Findest Du? Gibt es solche Rudel-Mütter?


Hmh...#kratz..., ich frag mich gerade, ob ich vielleicht auch mal eine Rudelmutter war (oder sogar bin #schock).....


....und ich bin zu dem Ergebnis gekommen: *Tusch, tätärätääääääää*

Neeeeee! Ich bin und war keine Rudelmutter!

Uff, noch mal Schwein gehabt!

Allerdings finde ich es jetzt auch nicht soooo schlimm, wenn sich Mamas Gleichgesinnte suchen, um sich auszutauschen. Ich hatte noch nie Probleme, Anschluß zu finden - egal, ob als Mama oder als Single. Ich bin ja ein freier Mensch und wenn mir jemand nicht passt - warum auch immer - dann gehen wir eben getrennte Wege. So what?

Jedem das Seine. Wenn's glücklich macht...

LG

Meine Tochter ist auch Ende 2007 geboren, das passt doch! #rofl

Im Ernst .. ich hab eine sehr sehr gute Freundin, die eher zufällig auch Kinder im selben Alter hat, mit ihr rede ich über alles bzw. kann ich über alles reden.
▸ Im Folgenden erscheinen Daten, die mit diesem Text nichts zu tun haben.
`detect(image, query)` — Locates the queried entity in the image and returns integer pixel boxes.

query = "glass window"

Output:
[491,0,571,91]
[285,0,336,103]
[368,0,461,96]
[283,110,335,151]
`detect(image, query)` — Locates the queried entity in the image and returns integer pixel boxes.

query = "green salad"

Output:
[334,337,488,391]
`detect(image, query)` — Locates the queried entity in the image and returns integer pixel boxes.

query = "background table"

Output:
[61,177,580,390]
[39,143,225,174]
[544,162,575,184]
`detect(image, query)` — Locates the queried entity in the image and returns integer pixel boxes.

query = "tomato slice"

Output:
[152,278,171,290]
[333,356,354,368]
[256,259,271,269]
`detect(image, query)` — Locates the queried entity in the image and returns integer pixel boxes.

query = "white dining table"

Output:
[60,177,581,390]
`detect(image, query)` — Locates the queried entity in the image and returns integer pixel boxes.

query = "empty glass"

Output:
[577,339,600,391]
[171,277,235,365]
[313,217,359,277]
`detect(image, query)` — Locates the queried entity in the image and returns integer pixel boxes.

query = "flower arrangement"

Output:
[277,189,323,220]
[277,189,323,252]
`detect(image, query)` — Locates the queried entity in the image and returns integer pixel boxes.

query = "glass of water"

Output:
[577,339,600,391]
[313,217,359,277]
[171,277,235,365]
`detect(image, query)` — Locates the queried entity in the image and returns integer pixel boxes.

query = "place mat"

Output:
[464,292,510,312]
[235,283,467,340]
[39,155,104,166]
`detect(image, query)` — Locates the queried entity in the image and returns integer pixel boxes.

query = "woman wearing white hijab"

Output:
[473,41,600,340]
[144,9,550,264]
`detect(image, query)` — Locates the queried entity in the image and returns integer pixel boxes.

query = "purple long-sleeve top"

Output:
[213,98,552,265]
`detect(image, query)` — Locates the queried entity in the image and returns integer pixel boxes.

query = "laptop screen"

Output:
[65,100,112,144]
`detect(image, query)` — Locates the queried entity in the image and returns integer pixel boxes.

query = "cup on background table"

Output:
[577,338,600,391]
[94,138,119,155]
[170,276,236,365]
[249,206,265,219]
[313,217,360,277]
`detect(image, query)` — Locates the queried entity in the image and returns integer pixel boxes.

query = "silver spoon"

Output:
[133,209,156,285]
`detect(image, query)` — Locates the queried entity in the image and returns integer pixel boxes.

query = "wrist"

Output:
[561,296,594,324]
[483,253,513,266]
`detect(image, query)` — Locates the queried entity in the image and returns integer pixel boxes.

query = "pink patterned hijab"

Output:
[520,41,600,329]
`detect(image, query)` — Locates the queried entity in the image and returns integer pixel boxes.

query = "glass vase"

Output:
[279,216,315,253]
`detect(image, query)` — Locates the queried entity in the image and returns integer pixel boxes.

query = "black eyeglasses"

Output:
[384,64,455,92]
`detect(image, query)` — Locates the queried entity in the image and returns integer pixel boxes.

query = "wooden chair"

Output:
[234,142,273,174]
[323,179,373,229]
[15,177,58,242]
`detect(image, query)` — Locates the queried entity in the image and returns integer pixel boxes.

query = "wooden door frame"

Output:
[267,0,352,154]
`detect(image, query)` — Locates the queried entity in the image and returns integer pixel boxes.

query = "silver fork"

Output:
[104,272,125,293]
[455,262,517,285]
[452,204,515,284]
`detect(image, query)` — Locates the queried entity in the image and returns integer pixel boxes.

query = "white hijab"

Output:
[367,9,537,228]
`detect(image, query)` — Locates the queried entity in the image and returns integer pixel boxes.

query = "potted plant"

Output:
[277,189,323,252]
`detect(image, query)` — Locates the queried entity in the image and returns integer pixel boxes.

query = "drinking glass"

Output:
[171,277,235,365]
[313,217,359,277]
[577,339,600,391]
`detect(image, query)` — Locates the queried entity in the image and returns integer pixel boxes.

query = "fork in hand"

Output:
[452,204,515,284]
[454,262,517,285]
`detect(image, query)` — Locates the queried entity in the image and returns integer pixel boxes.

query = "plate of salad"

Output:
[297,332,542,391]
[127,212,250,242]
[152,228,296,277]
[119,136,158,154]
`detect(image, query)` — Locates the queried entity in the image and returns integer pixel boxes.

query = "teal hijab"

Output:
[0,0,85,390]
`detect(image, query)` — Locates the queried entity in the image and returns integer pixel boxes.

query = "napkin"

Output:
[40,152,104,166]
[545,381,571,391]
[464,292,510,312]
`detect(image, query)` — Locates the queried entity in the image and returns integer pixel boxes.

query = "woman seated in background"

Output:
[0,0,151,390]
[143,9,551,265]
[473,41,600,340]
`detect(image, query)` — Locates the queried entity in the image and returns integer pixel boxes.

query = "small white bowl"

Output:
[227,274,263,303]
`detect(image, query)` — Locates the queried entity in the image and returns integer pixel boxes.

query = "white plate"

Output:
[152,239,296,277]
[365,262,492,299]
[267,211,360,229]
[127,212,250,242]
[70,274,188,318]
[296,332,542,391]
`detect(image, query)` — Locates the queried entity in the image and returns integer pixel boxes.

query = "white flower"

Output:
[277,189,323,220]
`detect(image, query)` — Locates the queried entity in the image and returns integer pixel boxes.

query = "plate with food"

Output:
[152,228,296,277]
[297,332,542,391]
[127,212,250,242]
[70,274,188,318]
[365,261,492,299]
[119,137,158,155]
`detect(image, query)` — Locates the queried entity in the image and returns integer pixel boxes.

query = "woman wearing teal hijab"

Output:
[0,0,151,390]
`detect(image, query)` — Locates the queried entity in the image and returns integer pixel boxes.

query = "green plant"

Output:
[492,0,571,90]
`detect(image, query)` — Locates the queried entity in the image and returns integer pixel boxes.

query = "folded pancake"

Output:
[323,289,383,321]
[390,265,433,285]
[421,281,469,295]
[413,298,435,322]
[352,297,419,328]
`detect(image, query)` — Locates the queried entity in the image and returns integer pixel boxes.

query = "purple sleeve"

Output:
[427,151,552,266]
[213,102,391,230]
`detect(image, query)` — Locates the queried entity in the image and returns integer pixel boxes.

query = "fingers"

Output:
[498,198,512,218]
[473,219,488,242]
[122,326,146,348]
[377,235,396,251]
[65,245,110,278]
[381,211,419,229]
Dann gibt es da noch unzählige Mamas von Kindern in der Umgebung, die man vielleicht wirklich eher sieht, weil die Kinder im ähnlichen Alter sind und sich mögen. Das sind bestenfalls gute Bekanntschaften für mich. Aber unter anderem durch die Kinder ist immer Gesprächsstoff da.

Leider kenn ich es auch anders - die Mama der besten Freundinnen meiner Kinder kann ich absolut nicht ausstehen und sie mich glaub ich auch nicht. Gut dass die Kinder mittlerweile so alt sind, dass ich nicht mehr mit muss #schein


LG Conina

Also ich bin Mutter von drei Söhnen, aber so wie du beschreibst bin ich nicht.
Zwar war ich auch mit meinen Söhnen in Krabbelgruppe usw. und habe dort auch Freunde gefunden, aber nicht nur
Klar ergeben sich neue Kontackte und Freundschaften wenn man Kinder hat, aber deshalb tausche ich doch meine Freunde nicht aus.

Wir haben viele Kinderlose Freunde mit denen wir schon Jahre lang befreundet sind und es hoffentlich auch bleiben.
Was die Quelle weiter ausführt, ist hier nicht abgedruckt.